For mass spectrometry and lipidomics experiments in fibroblasts, siRNA transfection was performed using 0.5 μl cm−2 Lipofectamine RNAiMAX Transfection Reagent (Thermo Fisher, no. 13778030) in Opti-MEM (Thermo Fisher, no. 31985–070). The siRNA concentration was 10 nM for 72 h unless otherwise specified. Fibroblasts were labeled with deuterium-labeled serine (3,3-D2 l-serine, DLM-161, Cambridge Isotope Laboratories) (Fig. 4bd) at 3 mM for 24 h before harvesting, or with isotope-labeled D3-15N-l-serine (1 mM) and D4-l-alanine (2 mM) (Cambridge Isotope Laboratories) for 16 h before harvest (Extended Data Fig. 5).

iPSC culture.

The control iPSC line WTC11 used for all experiments53 was previously engineered with an inducible motor neuron transcription factor construct19. iPSCs were cultured on Matrigel-coated (Corning, no. 354277) polystyrene tissue culture plates in E8 flex medium (Thermo Fisher, no. A2858501). Medium change was performed every 1–3 days, and cells were dissociated with Accutase (Invitrogen, no. A1110501) and passaged every 4–6 days. Passaged cells were supplemented for 1–2 days with 10 μM ROCK inhibitor (Tocris, no. 1254) to facilitate survival.
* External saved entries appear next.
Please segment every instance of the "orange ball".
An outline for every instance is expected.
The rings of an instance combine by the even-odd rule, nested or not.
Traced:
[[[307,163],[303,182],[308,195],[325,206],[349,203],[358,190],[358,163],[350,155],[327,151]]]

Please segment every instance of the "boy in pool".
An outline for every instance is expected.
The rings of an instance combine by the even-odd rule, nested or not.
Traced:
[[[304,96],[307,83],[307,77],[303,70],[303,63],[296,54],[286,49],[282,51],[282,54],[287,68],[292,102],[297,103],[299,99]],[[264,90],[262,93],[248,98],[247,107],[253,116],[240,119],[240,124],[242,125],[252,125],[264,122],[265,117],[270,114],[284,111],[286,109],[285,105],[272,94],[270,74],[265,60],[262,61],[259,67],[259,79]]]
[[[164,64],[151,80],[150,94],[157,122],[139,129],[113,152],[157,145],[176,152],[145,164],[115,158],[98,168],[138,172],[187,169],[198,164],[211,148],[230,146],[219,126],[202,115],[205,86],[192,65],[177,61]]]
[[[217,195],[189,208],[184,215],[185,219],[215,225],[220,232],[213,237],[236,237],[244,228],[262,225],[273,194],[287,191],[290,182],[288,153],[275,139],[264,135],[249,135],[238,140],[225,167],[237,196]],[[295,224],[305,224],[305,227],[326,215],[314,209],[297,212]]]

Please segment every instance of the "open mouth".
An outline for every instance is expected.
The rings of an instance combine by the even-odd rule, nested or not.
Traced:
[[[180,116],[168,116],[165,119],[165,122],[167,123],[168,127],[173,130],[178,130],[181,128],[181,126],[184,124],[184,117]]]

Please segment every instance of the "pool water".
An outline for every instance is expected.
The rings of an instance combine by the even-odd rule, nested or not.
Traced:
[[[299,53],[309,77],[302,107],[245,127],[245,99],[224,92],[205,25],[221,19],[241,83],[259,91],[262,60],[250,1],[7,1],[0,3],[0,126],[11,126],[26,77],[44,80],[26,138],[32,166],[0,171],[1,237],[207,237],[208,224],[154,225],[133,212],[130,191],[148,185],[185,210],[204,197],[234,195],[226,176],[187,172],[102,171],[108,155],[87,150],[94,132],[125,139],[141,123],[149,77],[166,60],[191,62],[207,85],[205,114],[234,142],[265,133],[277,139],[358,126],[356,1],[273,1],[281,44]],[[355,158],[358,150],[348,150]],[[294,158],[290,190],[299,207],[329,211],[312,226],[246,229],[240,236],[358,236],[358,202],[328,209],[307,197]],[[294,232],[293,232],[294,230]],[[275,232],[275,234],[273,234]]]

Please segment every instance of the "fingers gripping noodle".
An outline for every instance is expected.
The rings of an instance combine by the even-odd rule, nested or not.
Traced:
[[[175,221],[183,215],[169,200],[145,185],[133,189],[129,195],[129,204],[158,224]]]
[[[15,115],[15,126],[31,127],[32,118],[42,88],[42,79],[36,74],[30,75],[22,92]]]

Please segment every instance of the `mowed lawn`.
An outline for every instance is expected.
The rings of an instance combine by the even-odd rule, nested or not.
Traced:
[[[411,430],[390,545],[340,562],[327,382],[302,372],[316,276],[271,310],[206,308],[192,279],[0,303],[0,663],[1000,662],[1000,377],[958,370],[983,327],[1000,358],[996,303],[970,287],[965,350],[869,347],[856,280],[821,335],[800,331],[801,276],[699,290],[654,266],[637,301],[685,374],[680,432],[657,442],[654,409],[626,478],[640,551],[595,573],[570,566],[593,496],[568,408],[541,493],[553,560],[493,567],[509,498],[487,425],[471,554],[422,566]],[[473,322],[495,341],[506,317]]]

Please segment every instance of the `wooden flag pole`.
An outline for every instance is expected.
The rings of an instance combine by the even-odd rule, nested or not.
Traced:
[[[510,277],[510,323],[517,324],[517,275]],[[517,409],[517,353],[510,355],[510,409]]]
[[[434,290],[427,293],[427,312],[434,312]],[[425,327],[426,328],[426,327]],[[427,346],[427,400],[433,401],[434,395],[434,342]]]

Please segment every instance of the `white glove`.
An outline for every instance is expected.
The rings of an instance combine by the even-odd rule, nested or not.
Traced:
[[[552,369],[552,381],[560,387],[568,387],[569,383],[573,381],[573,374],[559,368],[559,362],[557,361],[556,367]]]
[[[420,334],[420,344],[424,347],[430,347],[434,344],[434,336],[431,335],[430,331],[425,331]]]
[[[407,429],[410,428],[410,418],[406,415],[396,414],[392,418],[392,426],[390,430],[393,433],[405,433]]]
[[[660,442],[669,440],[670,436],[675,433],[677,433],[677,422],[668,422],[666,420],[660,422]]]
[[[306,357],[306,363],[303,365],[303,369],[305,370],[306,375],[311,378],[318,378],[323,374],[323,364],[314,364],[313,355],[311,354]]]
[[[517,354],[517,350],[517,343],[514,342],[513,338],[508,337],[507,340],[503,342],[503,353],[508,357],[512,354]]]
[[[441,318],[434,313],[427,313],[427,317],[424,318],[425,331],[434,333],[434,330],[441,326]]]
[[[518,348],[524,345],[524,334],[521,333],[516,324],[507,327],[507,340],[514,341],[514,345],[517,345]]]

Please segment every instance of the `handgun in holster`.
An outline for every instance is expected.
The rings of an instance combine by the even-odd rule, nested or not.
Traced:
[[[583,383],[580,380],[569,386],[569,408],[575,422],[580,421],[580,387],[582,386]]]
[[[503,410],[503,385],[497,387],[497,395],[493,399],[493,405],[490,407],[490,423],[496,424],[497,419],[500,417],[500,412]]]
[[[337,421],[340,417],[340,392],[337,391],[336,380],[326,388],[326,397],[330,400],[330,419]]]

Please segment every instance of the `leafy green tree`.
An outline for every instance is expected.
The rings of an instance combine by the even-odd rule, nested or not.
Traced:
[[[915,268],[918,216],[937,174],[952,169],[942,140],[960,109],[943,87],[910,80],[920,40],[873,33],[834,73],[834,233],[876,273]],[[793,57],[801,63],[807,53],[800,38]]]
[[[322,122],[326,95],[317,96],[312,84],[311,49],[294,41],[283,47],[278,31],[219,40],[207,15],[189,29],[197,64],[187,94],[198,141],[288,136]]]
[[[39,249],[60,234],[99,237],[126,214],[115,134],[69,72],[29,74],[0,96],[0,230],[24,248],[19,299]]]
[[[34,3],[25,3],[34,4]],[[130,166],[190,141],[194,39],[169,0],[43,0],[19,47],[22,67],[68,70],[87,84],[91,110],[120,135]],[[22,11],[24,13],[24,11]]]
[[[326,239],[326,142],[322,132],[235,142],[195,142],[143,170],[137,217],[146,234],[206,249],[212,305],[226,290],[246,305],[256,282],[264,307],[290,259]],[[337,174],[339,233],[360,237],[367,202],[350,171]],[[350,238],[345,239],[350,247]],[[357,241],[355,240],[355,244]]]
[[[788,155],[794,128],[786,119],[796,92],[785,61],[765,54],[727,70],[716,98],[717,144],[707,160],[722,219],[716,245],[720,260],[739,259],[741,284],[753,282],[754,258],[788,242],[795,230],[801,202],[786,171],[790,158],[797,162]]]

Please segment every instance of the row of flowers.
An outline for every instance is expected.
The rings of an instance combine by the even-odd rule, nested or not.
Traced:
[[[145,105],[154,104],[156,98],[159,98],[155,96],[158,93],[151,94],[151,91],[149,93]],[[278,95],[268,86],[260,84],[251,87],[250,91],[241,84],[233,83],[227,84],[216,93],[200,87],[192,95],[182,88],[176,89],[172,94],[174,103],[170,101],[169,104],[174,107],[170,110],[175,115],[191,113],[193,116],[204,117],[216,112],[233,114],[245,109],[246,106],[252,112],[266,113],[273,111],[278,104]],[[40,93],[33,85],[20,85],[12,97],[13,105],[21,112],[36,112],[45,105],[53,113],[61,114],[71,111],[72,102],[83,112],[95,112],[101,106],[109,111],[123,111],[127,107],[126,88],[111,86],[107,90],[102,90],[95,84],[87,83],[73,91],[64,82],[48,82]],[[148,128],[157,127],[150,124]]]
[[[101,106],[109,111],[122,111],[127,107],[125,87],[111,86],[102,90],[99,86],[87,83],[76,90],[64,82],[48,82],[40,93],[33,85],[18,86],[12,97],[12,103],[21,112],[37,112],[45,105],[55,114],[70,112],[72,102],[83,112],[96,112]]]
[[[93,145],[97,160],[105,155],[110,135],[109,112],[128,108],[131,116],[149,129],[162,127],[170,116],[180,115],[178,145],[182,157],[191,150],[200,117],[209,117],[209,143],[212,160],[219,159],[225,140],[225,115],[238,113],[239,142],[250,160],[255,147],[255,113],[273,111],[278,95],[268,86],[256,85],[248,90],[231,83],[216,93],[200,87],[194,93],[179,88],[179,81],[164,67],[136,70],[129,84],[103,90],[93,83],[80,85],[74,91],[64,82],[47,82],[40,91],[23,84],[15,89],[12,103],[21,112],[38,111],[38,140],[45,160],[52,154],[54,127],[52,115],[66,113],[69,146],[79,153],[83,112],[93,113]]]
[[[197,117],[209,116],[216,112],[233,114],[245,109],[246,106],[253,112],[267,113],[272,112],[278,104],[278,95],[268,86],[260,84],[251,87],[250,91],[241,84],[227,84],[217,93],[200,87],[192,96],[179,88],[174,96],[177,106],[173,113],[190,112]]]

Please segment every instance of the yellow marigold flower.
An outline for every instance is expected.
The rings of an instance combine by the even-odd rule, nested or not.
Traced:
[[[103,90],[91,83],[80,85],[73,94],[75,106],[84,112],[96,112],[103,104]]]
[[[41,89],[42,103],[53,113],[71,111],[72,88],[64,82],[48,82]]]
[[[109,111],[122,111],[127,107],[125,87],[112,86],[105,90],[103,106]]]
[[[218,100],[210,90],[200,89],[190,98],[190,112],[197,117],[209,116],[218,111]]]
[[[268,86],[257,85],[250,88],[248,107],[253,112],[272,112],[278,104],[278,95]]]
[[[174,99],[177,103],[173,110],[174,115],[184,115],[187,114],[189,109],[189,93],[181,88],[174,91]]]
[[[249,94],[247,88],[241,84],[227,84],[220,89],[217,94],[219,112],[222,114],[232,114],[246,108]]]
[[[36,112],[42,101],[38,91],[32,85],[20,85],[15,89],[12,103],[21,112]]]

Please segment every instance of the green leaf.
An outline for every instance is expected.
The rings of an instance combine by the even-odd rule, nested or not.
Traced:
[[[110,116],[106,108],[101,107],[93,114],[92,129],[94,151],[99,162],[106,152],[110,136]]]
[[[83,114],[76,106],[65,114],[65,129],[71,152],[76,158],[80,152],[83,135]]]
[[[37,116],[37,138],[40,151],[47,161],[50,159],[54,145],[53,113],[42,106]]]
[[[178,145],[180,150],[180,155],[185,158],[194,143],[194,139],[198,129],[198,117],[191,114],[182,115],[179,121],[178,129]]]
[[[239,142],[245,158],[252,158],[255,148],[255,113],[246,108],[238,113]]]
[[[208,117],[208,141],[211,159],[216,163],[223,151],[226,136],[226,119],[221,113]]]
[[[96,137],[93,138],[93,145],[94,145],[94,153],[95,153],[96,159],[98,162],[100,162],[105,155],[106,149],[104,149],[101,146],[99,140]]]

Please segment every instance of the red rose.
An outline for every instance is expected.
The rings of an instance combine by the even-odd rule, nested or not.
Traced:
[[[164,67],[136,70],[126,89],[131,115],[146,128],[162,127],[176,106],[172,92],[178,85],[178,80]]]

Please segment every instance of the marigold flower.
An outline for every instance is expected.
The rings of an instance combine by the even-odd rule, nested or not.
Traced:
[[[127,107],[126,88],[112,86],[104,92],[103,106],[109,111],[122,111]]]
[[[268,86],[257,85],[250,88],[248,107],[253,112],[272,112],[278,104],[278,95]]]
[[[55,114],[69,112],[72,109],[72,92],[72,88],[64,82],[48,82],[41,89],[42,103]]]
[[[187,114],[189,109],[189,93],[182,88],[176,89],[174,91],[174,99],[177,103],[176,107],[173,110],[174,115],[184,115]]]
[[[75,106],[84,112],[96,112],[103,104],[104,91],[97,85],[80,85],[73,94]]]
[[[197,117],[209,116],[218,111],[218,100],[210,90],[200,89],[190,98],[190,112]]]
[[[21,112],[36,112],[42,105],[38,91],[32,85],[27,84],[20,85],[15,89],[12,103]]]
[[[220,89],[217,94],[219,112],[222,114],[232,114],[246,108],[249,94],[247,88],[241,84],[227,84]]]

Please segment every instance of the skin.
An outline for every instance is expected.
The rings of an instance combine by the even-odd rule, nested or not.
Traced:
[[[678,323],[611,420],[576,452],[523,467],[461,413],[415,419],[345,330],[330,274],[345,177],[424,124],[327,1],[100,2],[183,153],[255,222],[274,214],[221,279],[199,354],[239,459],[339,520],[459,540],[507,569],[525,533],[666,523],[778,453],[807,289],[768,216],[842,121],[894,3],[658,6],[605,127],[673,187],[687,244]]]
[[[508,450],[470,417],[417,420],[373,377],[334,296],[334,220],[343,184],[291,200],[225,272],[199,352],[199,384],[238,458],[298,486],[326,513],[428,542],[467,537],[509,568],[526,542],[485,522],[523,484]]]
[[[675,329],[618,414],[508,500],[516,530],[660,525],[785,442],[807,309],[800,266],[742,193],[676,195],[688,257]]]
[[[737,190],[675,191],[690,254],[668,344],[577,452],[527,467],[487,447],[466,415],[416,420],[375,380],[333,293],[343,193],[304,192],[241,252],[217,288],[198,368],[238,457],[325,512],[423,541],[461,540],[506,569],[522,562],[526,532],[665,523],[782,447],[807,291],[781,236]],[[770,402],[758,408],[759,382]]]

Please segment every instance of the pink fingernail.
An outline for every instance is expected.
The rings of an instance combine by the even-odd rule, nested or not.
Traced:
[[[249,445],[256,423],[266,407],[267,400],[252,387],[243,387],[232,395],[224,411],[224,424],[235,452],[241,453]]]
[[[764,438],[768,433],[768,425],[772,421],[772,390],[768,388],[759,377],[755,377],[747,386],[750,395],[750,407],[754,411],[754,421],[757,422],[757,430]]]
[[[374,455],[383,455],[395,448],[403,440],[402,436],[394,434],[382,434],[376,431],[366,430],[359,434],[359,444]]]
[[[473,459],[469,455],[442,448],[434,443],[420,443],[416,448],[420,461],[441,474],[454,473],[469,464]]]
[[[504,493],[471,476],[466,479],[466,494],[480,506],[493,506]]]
Generation of HEK293 SPTLC1 knockout cells and complementary assays.

HEK293 cells were cultured in DMEM (Sigma-Aldrich)) with 10% fetal calf serum. Cells were grown at 37 °C in a 5% CO2 atmosphere. HEK293 SPTLC1 knockout cells were generated using CRISPR–Cas9 technology. HEK293 cells were transfected with an all-in-one vector cassette, pLenti-sgRNA-Cas9-GFP (Sigma-Aldrich). Single colonies were identified and propagated for identification of deletion clones in 24 wells. Frameshift mutations introducing a premature stop were confirmed by sequencing and assessed by immunoblot.

Standard molecular biology techniques were used for the generation of V5-epitope-tagged missense ALS mutations in a pcDNA3.1-SPTLC1 backbone39. Transgenic cells expressing the vector, WT SPTLC1 or mutants were selected for growth in DMEM medium containing 400 μg ml−1 Geneticin (Thermo Fisher). Expression of WT and mutant SPTLC1-V5 proteins in knockout cells was confirmed by immunoblotting.

The l-serine labeling assay and SPT activity measurements were performed as previously described54. Cells were grown to 70–80% confluence in DMEM growth medium. The medium was changed to l-serine-free DMEM (Genaxxon Bioscience) containing 10% FBS and 1% penicillin/streptomycin supplemented with isotope-labeled D3-15N-l-serine (1 mM) and D4-l-alanine (2 mM) (Cambridge Isotope Laboratories), and cells were grown for a further 16 h (Fig. 2c). C6-ceramide supplementation was done in the labeling medium for the duration of the assay (Fig. 3c).

CRISPR–Cas9 editing of SPTLC1 in iPSCs.

To derive the c.40_41del patient mutation knock-in lines, WTC11 iPSCs were seeded in a six-well plate at 600,000 cells per well in E8 medium with RevitaCell supplement (Invitrogen). Thirty minutes later, iPSCs were transfected by a mixture of 200 μl of Opti-MEM (Invitrogen), 4 μl of Lipofectamine Stem Reagent (Invitrogen), 20 pmol of single-guide RNA (Synthego) targeting exon 2 of SPTLC1 (5’-AAAGAAGUCUGAUUAUCCAG-3’) and 1,800 ng of eSpCas9-GFP mRNA. A WY and a c.40_41del mutant ssODN (IDT) were included in the transfection as repair templates, and these contained a silent ATC-to-ATA mutation (underlined) that blocks the Cas9 PAM site to prevent recutting:

c.40_41del mutant ssODN: AGGTGTTAGAAGTGTATGTTTCATATCTTACT TGTTTTTGACTCACTCTTAGGCTCCTGCTTACCATCTTATTTTGGAAGGG ATTCTGATACTCTGGATAATCAGACTTCTTAAGACTTACAAATTACAAGAA CGATCTGATCTTACA.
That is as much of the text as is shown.